Podobnie ja w Polsce zbiory jabłek rozpoczynają się w Serbii z opóźnieniem. Chociaż produkcja jabłek w tym kraju będzie nieco większa niż w 2020 roku, ceny jabłek jak na razie są znacznie atrakcyjniejsze niż w Polsce.
Serbowie szacują, że w tym roku zbiorą od 530 do 540 tysięcy ton jabłek. Będzie to zatem nieco więcej niż w ubiegłym sezonie. Zbiory są opóźnione z powodu przebiegu pogody – zimnej wiosny.
Tamtejsi sadownicy obawiają się, że sprzedaż będzie w tym sezonie trudna z powodu większej produkcji w Europie. Jak na razie hurtowe ceny Gali są zadowalające. Producenci mogą dostać około 0,50 EUR/kg – 2,30 zł/kg. W serbskich chłodniach są jednak jeszcze jabłka z ubiegłego sezonu. Doradcy zalecają, żeby producenci decydowali się na sprzedaż, jeśli w momencie zbiorów otrzymają 0,35 EUR za kilogram (1,62 zł/kg).

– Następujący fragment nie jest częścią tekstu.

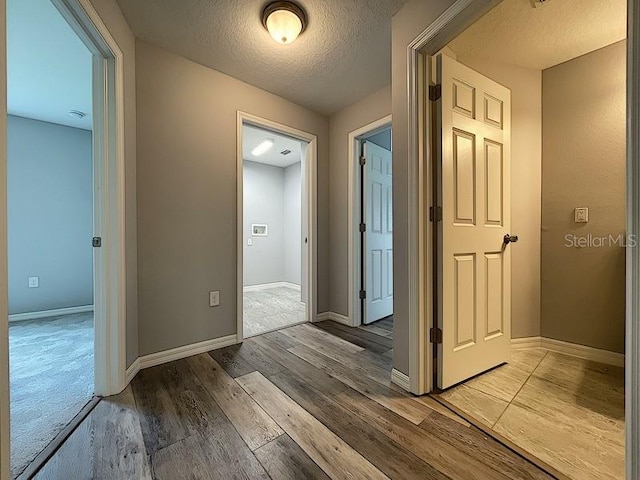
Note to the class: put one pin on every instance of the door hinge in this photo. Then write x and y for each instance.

Z punktu widzenia serbskiego sadownictwa najwięcej uwagi poświęca się Rosji. Serbia może eksportować swoje produkty do Rosji, co więcej obowiązują preferencyjne cła. Niemniej przedstawiciele branży obawiają się, że wysokie zbiory jabłek w Rosji, a także w Polsce ograniczą ich możliwości eksportowe.